Ming is a free software library for writing SWF (aka Flash) files.
It's written in C using opaque data types to effectively provide an object-oriented (yet ABI stable) interface. This is the code I've been inspired by when designing the long-lived C-API for GEOS (thank you opaque ndst, whoever you are!).
The library provides binding for different programming languages: PHP, Python, Perl, Ruby, Tcl, C++, Java and more ! Interesting enough, the C++ interface is a simple header-only wrapper around the C API.
I've started working on Ming as part of a project to publish location-based informations with a rich-internet application (September 2003). The web guys insisted on Flash so I had to find a way to produce it without moving a mouse around a screen...
The biggest frustration during that work was the inability to _run_ what I was writing using free software. This wasn't an ideological position, but rather practical: there was no help in debugging my application from the playback platform. This is one of the main reasons why I started working on Gnash right after its announcement.
Ming was an excellent choice for the project as it integrated very well
with other pieces of the architecture.
It was used in conjunction with
PostGIS as a
PostgreSQL
stored procedure (written in C) to generate SWF datasets to be
loaded by an SWF application module.

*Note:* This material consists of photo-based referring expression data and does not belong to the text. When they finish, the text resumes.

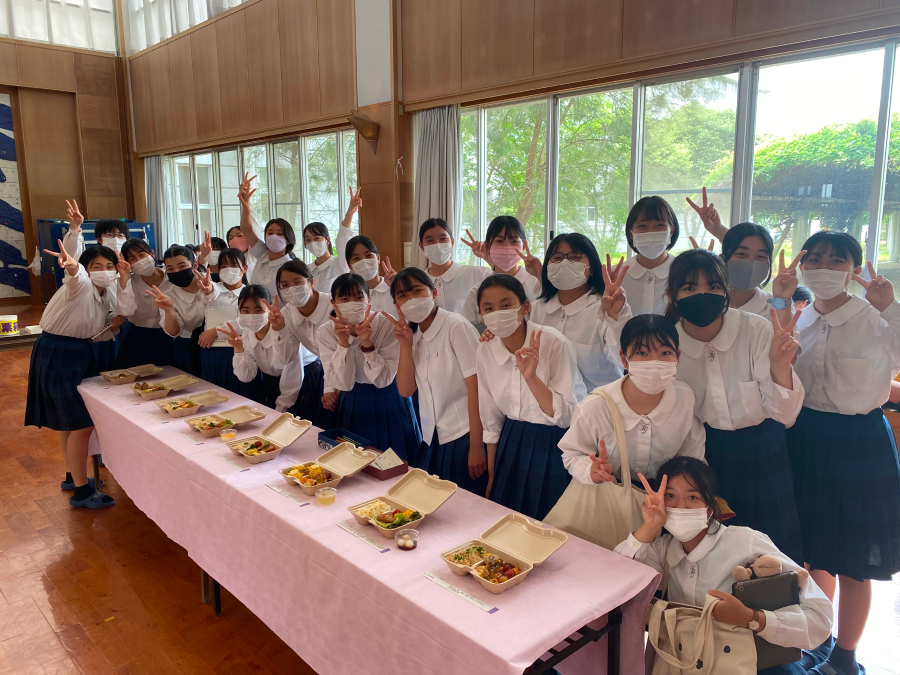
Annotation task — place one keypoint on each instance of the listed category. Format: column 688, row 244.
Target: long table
column 343, row 603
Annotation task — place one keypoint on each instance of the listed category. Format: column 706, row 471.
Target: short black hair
column 839, row 243
column 647, row 330
column 582, row 244
column 433, row 222
column 653, row 208
column 736, row 235
column 687, row 268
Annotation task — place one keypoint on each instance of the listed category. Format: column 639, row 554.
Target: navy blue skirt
column 753, row 469
column 847, row 482
column 217, row 367
column 141, row 345
column 450, row 461
column 381, row 415
column 58, row 365
column 529, row 476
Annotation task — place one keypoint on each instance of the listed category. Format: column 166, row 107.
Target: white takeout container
column 418, row 491
column 343, row 460
column 281, row 433
column 514, row 539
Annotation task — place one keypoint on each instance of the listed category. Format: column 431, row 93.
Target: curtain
column 438, row 183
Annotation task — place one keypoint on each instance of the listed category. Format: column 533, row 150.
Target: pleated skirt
column 144, row 345
column 847, row 482
column 450, row 461
column 529, row 476
column 58, row 365
column 381, row 415
column 753, row 470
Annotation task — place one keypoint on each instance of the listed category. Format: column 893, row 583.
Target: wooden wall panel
column 656, row 26
column 181, row 72
column 337, row 57
column 231, row 44
column 756, row 16
column 297, row 22
column 264, row 52
column 576, row 34
column 430, row 71
column 46, row 68
column 205, row 59
column 497, row 42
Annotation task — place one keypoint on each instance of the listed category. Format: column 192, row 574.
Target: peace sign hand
column 601, row 469
column 654, row 507
column 533, row 264
column 527, row 358
column 785, row 282
column 879, row 291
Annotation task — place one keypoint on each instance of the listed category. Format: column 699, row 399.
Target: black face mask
column 182, row 279
column 701, row 309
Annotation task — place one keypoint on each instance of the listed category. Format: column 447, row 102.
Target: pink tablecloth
column 339, row 603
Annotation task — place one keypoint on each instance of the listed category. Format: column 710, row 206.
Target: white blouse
column 345, row 366
column 730, row 375
column 531, row 284
column 444, row 356
column 849, row 356
column 592, row 332
column 503, row 392
column 670, row 429
column 453, row 286
column 645, row 288
column 710, row 566
column 77, row 309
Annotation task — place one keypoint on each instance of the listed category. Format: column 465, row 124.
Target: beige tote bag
column 604, row 513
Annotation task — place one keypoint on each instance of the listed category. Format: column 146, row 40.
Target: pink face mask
column 505, row 257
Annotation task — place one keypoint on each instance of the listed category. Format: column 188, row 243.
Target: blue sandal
column 95, row 501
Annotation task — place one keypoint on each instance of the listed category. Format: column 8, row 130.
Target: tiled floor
column 106, row 593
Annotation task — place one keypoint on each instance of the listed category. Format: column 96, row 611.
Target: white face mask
column 254, row 322
column 503, row 322
column 112, row 242
column 352, row 313
column 566, row 275
column 367, row 268
column 439, row 253
column 651, row 244
column 651, row 377
column 104, row 278
column 685, row 524
column 418, row 309
column 144, row 267
column 230, row 275
column 296, row 295
column 826, row 284
column 318, row 248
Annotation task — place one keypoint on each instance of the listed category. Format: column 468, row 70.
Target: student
column 502, row 249
column 580, row 301
column 847, row 478
column 527, row 382
column 360, row 354
column 437, row 360
column 145, row 341
column 181, row 308
column 700, row 554
column 657, row 411
column 451, row 280
column 651, row 230
column 255, row 356
column 61, row 358
column 739, row 368
column 273, row 249
column 327, row 267
column 303, row 310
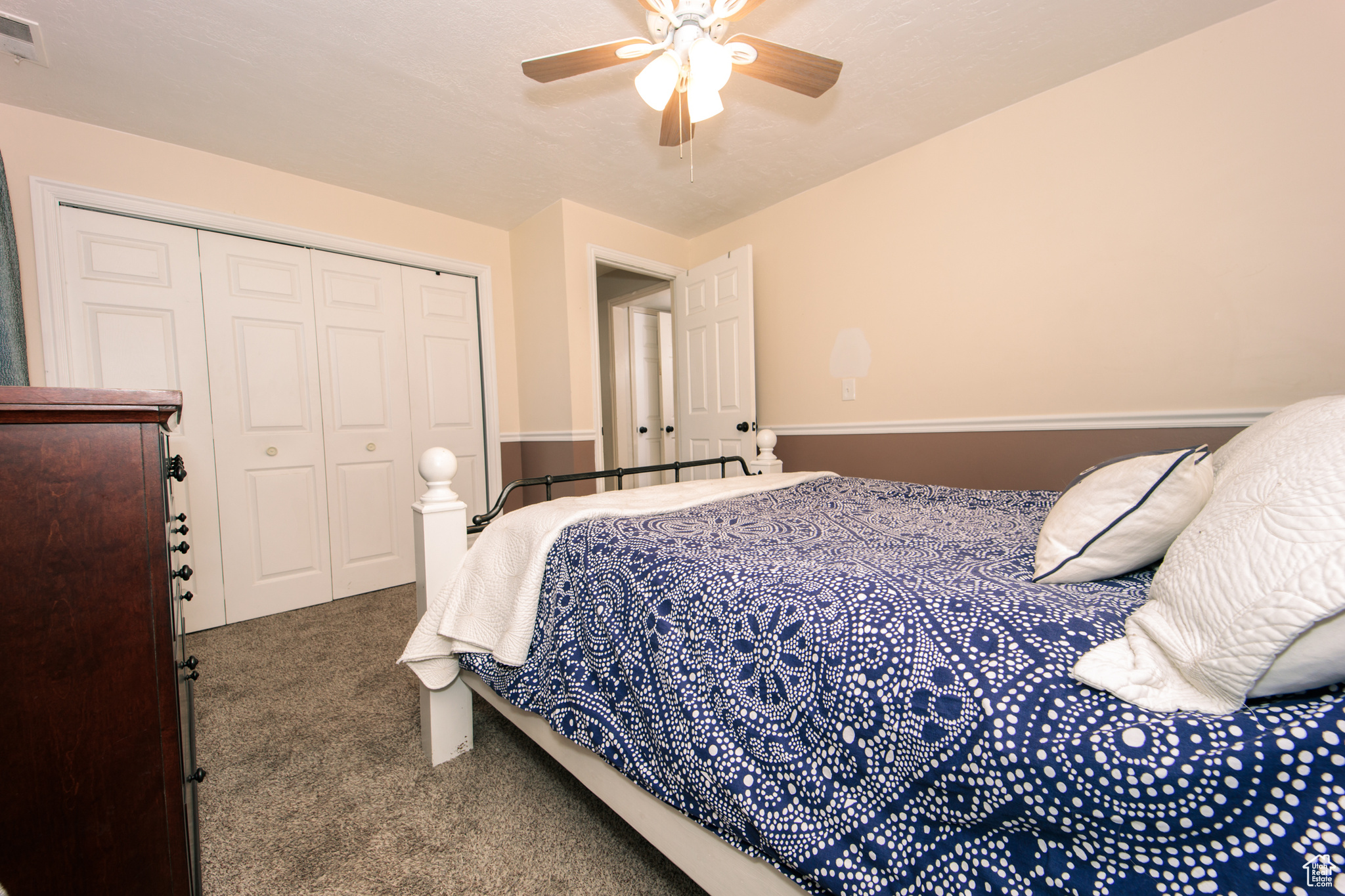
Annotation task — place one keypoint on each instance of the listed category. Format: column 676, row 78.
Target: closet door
column 444, row 359
column 133, row 320
column 366, row 422
column 272, row 473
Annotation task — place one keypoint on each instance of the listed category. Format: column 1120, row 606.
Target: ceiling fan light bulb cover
column 711, row 62
column 703, row 101
column 658, row 81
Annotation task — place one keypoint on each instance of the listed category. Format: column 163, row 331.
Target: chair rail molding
column 1118, row 421
column 50, row 195
column 552, row 436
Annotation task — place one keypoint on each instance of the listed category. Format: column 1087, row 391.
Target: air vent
column 22, row 38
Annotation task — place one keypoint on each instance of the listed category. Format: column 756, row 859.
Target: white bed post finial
column 437, row 468
column 440, row 526
column 766, row 459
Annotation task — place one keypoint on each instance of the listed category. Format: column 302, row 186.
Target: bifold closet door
column 264, row 379
column 133, row 320
column 444, row 359
column 366, row 422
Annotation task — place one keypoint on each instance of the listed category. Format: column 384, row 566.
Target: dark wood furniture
column 99, row 775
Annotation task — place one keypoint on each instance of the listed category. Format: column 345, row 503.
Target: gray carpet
column 318, row 785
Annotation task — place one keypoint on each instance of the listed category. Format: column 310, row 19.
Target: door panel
column 366, row 418
column 272, row 375
column 271, row 461
column 712, row 323
column 370, row 535
column 132, row 301
column 287, row 536
column 444, row 368
column 667, row 379
column 646, row 393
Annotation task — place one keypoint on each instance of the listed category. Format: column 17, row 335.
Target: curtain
column 14, row 354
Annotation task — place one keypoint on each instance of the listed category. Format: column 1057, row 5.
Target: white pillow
column 1122, row 515
column 1256, row 582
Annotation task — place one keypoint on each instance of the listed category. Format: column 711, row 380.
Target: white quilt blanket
column 490, row 602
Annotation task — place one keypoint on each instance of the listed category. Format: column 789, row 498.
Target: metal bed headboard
column 482, row 521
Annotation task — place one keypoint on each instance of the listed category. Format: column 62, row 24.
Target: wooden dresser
column 96, row 717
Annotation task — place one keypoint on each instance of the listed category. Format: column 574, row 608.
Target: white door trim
column 49, row 195
column 617, row 258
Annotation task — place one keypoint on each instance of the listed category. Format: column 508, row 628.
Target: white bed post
column 766, row 459
column 440, row 544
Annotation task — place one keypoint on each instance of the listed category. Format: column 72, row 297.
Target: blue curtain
column 14, row 354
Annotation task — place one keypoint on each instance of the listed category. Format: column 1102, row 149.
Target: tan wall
column 78, row 154
column 1164, row 234
column 541, row 327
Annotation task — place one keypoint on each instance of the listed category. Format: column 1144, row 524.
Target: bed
column 856, row 685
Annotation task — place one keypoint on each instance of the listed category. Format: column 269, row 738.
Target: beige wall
column 78, row 154
column 1164, row 234
column 541, row 330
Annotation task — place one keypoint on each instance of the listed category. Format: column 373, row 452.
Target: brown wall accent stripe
column 1024, row 459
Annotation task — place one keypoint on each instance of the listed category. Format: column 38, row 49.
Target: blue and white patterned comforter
column 857, row 680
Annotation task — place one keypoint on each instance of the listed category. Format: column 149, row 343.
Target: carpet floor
column 318, row 785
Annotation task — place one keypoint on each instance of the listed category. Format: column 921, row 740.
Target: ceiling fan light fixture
column 703, row 101
column 658, row 81
column 712, row 62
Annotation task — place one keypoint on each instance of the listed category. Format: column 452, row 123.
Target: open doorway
column 635, row 371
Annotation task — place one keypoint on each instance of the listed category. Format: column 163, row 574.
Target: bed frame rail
column 482, row 521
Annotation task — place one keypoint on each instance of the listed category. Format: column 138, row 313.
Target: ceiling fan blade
column 789, row 68
column 576, row 62
column 673, row 135
column 747, row 7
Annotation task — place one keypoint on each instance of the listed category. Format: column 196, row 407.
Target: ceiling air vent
column 22, row 38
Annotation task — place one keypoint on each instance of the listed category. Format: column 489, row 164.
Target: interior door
column 133, row 313
column 444, row 363
column 646, row 393
column 366, row 422
column 712, row 323
column 264, row 379
column 667, row 390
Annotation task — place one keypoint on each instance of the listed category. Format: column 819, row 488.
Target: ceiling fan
column 693, row 62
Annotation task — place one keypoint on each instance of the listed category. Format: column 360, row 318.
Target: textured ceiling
column 423, row 101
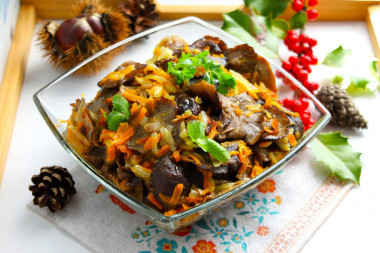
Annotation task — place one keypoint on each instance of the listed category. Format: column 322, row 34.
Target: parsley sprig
column 196, row 131
column 186, row 68
column 120, row 112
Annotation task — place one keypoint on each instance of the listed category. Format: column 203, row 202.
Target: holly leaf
column 337, row 80
column 298, row 20
column 335, row 152
column 272, row 8
column 336, row 57
column 237, row 24
column 360, row 85
column 373, row 68
column 280, row 28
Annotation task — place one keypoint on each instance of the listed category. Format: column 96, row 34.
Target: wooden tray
column 332, row 10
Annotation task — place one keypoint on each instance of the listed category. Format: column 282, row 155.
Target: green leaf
column 337, row 80
column 271, row 8
column 121, row 105
column 359, row 86
column 186, row 66
column 298, row 20
column 333, row 150
column 120, row 112
column 280, row 28
column 374, row 70
column 235, row 23
column 196, row 130
column 336, row 57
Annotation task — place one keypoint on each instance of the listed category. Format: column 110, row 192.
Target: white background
column 353, row 227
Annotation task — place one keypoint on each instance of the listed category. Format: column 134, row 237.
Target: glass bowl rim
column 322, row 122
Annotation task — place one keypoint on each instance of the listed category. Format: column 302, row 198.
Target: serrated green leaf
column 196, row 131
column 272, row 8
column 280, row 28
column 373, row 68
column 336, row 57
column 359, row 86
column 337, row 80
column 333, row 150
column 120, row 112
column 298, row 20
column 235, row 23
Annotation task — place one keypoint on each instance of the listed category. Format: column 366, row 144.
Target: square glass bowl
column 53, row 102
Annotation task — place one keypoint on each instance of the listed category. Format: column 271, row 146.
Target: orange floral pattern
column 268, row 185
column 203, row 246
column 262, row 231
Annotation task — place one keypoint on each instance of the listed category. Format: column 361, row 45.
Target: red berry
column 297, row 47
column 291, row 32
column 305, row 60
column 287, row 42
column 294, row 38
column 304, row 38
column 313, row 2
column 314, row 86
column 296, row 68
column 312, row 14
column 293, row 60
column 308, row 51
column 312, row 42
column 307, row 68
column 302, row 75
column 279, row 74
column 297, row 105
column 305, row 103
column 297, row 5
column 313, row 60
column 288, row 103
column 286, row 65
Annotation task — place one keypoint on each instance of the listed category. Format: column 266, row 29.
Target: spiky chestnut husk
column 341, row 106
column 94, row 28
column 141, row 14
column 53, row 188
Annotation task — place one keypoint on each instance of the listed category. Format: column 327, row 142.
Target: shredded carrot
column 275, row 123
column 163, row 150
column 266, row 129
column 268, row 102
column 142, row 140
column 111, row 153
column 292, row 140
column 176, row 194
column 134, row 109
column 176, row 156
column 124, row 149
column 212, row 132
column 151, row 142
column 151, row 104
column 234, row 153
column 154, row 201
column 265, row 144
column 170, row 212
column 164, row 198
column 238, row 111
column 128, row 95
column 123, row 133
column 196, row 160
column 137, row 120
column 256, row 170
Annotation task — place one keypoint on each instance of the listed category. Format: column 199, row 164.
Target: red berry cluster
column 299, row 5
column 301, row 106
column 299, row 65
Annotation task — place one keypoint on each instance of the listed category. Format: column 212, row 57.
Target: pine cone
column 53, row 187
column 141, row 14
column 340, row 105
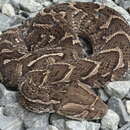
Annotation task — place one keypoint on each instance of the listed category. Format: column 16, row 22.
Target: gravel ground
column 116, row 94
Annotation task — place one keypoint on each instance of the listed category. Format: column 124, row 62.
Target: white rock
column 110, row 121
column 8, row 10
column 76, row 125
column 118, row 88
column 30, row 5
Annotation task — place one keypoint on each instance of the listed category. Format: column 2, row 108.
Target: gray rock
column 9, row 98
column 10, row 123
column 2, row 90
column 30, row 5
column 2, row 2
column 110, row 121
column 118, row 88
column 125, row 127
column 75, row 125
column 8, row 10
column 33, row 120
column 38, row 128
column 16, row 21
column 51, row 127
column 47, row 3
column 60, row 1
column 83, row 0
column 117, row 105
column 82, row 125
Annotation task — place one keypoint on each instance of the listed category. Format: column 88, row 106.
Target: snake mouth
column 86, row 45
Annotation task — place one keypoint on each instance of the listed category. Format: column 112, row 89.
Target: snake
column 61, row 57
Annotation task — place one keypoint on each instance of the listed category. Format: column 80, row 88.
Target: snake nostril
column 86, row 45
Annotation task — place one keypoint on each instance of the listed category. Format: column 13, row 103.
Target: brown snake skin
column 58, row 58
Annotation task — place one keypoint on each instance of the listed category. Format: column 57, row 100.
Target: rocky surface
column 117, row 94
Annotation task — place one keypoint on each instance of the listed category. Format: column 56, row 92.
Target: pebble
column 110, row 121
column 14, row 110
column 30, row 5
column 8, row 10
column 47, row 3
column 118, row 88
column 33, row 120
column 9, row 98
column 125, row 127
column 51, row 127
column 59, row 123
column 10, row 123
column 117, row 105
column 82, row 125
column 76, row 125
column 4, row 22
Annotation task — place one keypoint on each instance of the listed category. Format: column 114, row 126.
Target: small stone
column 51, row 127
column 92, row 126
column 8, row 10
column 75, row 125
column 117, row 105
column 47, row 3
column 2, row 2
column 33, row 120
column 128, row 106
column 57, row 121
column 110, row 121
column 125, row 127
column 38, row 128
column 10, row 123
column 60, row 1
column 103, row 95
column 4, row 22
column 9, row 98
column 82, row 125
column 118, row 88
column 2, row 90
column 14, row 110
column 30, row 5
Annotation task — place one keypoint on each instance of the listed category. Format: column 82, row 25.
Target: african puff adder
column 58, row 58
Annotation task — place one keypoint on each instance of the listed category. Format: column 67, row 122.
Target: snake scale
column 61, row 56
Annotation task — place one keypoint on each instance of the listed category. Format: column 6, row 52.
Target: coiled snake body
column 60, row 56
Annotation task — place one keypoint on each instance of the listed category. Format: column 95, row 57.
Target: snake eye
column 86, row 45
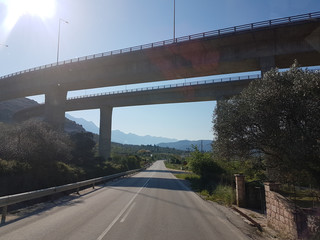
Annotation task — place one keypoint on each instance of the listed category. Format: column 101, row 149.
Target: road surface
column 152, row 204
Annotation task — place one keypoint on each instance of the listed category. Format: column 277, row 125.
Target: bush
column 203, row 165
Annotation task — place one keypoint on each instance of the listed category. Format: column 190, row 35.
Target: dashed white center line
column 125, row 216
column 122, row 212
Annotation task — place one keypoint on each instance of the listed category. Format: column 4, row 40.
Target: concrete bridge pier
column 266, row 64
column 105, row 132
column 55, row 101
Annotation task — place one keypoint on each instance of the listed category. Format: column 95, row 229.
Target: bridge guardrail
column 195, row 83
column 21, row 197
column 217, row 33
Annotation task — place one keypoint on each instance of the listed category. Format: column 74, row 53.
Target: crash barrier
column 21, row 197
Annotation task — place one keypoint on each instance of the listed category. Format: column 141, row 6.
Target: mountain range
column 73, row 124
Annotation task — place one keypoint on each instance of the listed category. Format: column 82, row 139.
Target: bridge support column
column 105, row 132
column 266, row 64
column 55, row 101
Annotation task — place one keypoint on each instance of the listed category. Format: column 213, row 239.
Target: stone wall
column 284, row 216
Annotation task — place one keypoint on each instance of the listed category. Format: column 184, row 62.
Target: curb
column 248, row 218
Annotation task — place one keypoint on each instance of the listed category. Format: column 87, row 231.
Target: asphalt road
column 152, row 204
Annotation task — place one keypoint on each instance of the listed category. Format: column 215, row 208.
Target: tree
column 276, row 118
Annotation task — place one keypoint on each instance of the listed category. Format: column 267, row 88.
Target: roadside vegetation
column 34, row 156
column 270, row 132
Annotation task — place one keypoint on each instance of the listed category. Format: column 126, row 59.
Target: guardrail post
column 4, row 214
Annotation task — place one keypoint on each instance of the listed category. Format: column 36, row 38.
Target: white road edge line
column 125, row 216
column 121, row 213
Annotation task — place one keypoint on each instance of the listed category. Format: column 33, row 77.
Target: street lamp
column 174, row 20
column 60, row 20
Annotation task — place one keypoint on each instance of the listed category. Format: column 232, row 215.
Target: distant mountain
column 124, row 138
column 10, row 107
column 120, row 137
column 186, row 145
column 87, row 125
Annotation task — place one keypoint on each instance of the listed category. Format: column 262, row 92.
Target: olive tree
column 277, row 118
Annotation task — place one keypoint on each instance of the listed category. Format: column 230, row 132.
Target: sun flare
column 17, row 8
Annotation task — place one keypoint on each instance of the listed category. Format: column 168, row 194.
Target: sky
column 30, row 29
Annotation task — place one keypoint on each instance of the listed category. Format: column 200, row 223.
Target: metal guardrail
column 195, row 83
column 21, row 197
column 215, row 33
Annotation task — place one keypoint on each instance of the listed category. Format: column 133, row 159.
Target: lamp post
column 60, row 20
column 174, row 20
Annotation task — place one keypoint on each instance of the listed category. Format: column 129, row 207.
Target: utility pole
column 60, row 20
column 174, row 20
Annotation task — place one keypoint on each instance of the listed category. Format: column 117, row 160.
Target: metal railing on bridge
column 215, row 33
column 186, row 84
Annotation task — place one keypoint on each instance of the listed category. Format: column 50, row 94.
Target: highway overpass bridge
column 207, row 90
column 251, row 47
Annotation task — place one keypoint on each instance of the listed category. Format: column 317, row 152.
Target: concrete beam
column 105, row 132
column 55, row 102
column 266, row 64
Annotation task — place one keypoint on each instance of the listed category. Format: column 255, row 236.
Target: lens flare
column 17, row 8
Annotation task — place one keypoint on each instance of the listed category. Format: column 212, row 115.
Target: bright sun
column 17, row 8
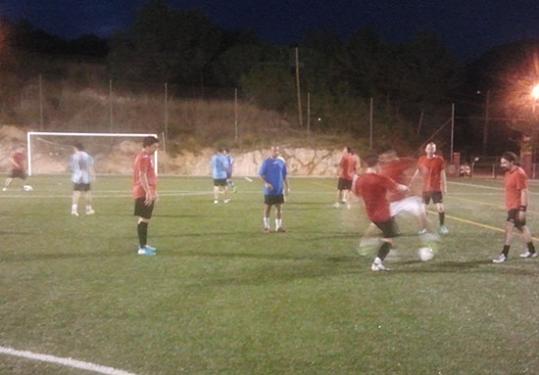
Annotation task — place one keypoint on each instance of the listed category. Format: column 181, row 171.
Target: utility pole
column 452, row 130
column 41, row 122
column 110, row 105
column 308, row 113
column 236, row 130
column 485, row 124
column 300, row 114
column 371, row 117
column 166, row 116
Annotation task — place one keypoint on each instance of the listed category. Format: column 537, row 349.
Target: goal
column 49, row 152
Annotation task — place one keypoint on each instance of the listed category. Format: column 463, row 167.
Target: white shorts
column 412, row 205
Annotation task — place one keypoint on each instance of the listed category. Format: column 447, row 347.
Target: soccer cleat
column 377, row 265
column 145, row 251
column 151, row 248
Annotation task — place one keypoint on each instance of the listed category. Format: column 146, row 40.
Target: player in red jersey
column 17, row 160
column 398, row 169
column 373, row 188
column 432, row 169
column 346, row 172
column 516, row 202
column 145, row 191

In that occasion I worked on
a simple garbage
collector to avoid memory leaks during generation of
hundreds of megabytes of vectors within a single postgres
process.
The application module itself was written in pure actionscript using Ming's actionscript compiler trough a command line application written in that occasion for that exact purpose (makeswf).
As of version 0.4.4 (2011), Ming fully supports versions of the SWF format from 4 to 8. Partial support for SWF9 is available, but the biggest new feature in it, ABC bytecode, isnt' supported by Ming's action compiler.
Although this may be seen as an issue, limiting the SWF version to a low number ensures better accessibility to the produced content. All of the Adobe players support all of the SWF versions but older players or independently developed ones may only support older versions of the format. The most notable independent player is Gnash which only fully supports up to SWF7 (only partially SWF8) as of version 0.8.9 (2011).
Making SWF content supported by free software players is especially
important for free software SWF applications.
If you need a proprietary software in order to _run_ another software,
the latter can't really be considered free. Freedom to use it is limited
to those who own a license of use for the proprietary dependency.
This is what happened in the Potlatch case. Older versions of the Openstreetmap editor (Potlatch 1) were written using the Perl binding of Ming, and work with Gnash. The newer version requires installing the binary-only plugin by Adobe.